The Shreveport City Council on Tuesday adopted an ordinance creating a new chapter of the city code to regulate vapor product retailers and shops and to restrict access to minors.
The ordinance, identified in the meeting as the chapter 11 vapor‑retailer measure, passed unanimously with a 7‑0 vote after an amendment setting phased effective dates. The amendment delays the sections establishing permitting, location and employee requirements until Jan. 2, 2026, to give the Shreveport Police Department time to establish the permitting process; sections on hours of operation and prohibiting underage persons on premises are effective upon council approval.
Council members said they supported immediate action while planning further changes to address compliance across retail types. "I just think if we start here, that we could work toward whatever we need to, to balance it out," Councilman Green said during the debate. Councilman Jackson added, "I'm fine with moving forward long as we are working on this pretty quickly."
City Attorney Edwards described how the ordinance distinguishes retailers by the share of revenue from vape products. "It is designed to be more stringent on those who sell more than 25% of their revenue," Edwards said, describing the measure's intent to focus regulation on specialty vape shops rather than every business that happens to sell a few vape items.
Shreveport Police Chief Wayne, called to the podium during discussion, told the council that investigations and undercover operations had found illegal substances being sold at some shops and stressed a need for local regulatory tools. "We found illegal drugs in them," the chief said of two locations targeted by an operation, and he noted that a recent victim was 16 years old.
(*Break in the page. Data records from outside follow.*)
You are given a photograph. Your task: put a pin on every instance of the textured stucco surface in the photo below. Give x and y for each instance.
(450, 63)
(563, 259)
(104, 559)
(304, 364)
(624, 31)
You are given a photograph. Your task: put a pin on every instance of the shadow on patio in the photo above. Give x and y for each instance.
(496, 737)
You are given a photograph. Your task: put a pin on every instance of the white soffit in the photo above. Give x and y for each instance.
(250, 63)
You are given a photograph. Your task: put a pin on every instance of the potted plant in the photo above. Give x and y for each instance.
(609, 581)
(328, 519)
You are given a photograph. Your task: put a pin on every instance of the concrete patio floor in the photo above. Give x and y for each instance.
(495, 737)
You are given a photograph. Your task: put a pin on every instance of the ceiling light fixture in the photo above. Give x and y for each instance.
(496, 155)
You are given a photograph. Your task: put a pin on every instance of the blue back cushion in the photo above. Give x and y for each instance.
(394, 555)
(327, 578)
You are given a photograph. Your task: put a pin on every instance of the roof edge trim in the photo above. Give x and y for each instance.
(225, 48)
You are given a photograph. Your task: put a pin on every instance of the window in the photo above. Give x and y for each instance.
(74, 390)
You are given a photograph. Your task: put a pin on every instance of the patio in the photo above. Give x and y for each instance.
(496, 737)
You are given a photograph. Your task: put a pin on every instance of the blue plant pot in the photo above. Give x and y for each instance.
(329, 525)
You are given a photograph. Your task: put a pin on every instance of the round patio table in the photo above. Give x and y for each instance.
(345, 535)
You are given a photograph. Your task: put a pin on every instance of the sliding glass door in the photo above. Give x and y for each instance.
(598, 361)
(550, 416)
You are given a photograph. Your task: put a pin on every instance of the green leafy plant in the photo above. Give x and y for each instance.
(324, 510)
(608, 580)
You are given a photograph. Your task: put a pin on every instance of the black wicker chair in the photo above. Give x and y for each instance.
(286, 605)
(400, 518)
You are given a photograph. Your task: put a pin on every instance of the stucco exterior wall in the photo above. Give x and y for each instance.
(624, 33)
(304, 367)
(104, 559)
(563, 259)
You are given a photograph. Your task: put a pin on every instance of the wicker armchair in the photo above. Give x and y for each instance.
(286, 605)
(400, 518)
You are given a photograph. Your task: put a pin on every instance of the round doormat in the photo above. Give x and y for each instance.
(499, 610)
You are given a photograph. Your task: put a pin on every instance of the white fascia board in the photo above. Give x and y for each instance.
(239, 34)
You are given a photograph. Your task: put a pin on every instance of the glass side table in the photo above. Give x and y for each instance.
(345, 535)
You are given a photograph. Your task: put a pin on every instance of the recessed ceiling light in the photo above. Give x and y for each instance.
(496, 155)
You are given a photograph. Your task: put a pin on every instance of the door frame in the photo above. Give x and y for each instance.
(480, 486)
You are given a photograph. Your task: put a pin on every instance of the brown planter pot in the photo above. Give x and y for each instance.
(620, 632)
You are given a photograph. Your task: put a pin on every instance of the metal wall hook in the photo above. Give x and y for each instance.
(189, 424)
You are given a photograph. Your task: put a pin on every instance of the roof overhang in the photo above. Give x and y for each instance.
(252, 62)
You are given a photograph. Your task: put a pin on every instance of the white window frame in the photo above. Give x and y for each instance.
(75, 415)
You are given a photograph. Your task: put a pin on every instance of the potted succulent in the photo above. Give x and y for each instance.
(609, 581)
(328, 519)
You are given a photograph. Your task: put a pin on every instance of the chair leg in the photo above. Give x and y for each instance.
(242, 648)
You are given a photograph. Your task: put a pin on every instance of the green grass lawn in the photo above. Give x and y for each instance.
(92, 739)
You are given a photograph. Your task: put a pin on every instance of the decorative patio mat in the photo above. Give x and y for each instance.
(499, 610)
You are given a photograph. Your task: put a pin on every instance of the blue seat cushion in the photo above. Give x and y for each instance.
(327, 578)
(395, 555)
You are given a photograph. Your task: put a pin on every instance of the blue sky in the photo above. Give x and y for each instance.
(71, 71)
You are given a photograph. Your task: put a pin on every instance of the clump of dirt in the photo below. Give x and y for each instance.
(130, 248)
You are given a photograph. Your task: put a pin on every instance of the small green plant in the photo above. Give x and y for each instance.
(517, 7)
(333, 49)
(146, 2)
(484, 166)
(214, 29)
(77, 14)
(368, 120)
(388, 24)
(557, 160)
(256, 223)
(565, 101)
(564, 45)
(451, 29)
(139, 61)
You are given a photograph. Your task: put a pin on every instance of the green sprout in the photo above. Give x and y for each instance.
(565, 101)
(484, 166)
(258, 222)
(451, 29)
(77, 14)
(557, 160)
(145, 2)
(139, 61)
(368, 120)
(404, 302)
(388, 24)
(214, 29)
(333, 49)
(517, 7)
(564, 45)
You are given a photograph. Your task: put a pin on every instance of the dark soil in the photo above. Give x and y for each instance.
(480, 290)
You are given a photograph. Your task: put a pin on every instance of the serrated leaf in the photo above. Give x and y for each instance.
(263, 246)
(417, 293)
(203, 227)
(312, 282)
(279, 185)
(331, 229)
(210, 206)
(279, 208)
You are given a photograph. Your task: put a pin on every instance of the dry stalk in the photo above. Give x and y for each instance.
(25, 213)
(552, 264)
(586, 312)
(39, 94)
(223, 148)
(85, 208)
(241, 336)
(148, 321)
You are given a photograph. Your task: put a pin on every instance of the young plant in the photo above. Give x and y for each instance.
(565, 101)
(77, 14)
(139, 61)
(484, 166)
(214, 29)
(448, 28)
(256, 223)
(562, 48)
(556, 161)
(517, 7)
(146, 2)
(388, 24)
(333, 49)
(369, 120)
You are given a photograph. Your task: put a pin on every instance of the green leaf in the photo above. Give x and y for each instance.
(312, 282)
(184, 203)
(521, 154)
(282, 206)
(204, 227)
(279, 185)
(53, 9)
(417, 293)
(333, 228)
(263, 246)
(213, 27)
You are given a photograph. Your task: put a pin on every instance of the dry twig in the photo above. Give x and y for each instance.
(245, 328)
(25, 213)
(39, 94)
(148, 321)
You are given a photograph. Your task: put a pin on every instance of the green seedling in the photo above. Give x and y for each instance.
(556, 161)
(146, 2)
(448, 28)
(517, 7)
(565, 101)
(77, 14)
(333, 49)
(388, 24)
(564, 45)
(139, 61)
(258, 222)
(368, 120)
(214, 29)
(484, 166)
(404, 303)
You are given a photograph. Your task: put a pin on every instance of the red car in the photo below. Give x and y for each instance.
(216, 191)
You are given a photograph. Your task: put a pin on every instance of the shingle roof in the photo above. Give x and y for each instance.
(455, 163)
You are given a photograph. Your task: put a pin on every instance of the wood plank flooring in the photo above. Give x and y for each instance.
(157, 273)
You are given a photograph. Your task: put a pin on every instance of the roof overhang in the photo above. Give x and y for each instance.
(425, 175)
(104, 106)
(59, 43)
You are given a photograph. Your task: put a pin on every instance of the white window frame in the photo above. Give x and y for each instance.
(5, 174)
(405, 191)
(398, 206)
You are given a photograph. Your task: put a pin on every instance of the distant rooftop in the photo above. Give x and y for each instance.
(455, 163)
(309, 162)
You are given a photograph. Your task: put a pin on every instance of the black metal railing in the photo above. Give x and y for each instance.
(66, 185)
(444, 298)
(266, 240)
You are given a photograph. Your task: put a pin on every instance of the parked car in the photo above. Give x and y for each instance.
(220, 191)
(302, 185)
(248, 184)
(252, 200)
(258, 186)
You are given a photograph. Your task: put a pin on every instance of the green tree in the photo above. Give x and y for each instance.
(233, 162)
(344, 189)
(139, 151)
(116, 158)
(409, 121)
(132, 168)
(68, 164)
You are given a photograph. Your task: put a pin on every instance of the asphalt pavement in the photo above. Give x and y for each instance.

He described unregulated, imported products that concerned law enforcement and families.
Council members discussed enforcement mechanics and potential loopholes if owners shift sales into convenience stores or alter reporting. "My concern is the same people that own the vape shop on North Market are gonna find a convenience store down the street, open it up, and start selling," one council member said, urging follow‑up amendments addressing shelf space, manifests or other ways to prevent circumvention.
The ordinance includes these principal provisions as described in council discussion and the amendment:
- A permitting regime and location, employee and permit‑related requirements (effective Jan. 2, 2026) to allow the police department time to create the permitting process.
- Restrictions on hours of operation and a prohibition on underage persons on the premises (effective upon council approval).
- A revenue threshold to trigger stricter requirements: retailers deriving more than roughly 25% of sales from vape products fall under more stringent controls.
- Enforcement and monitoring to rely in part on sales‑and‑use tax records and police inspections.
Council members asked staff for additional information after the meeting, including a dollar breakdown of sales (not just percentages) for affected businesses so they could assess relative impacts. The council also directed that subsequent amendments be drafted quickly to close potential loopholes and to extend comparable operating restrictions to other retailers as needed.
The ordinance passed 7‑0 after the amendment on timing was adopted. Several council members emphasized they view the measure as a first step and said they expect follow‑up ordinances or administrative rules to address enforcement gaps and to hold repeat violators accountable.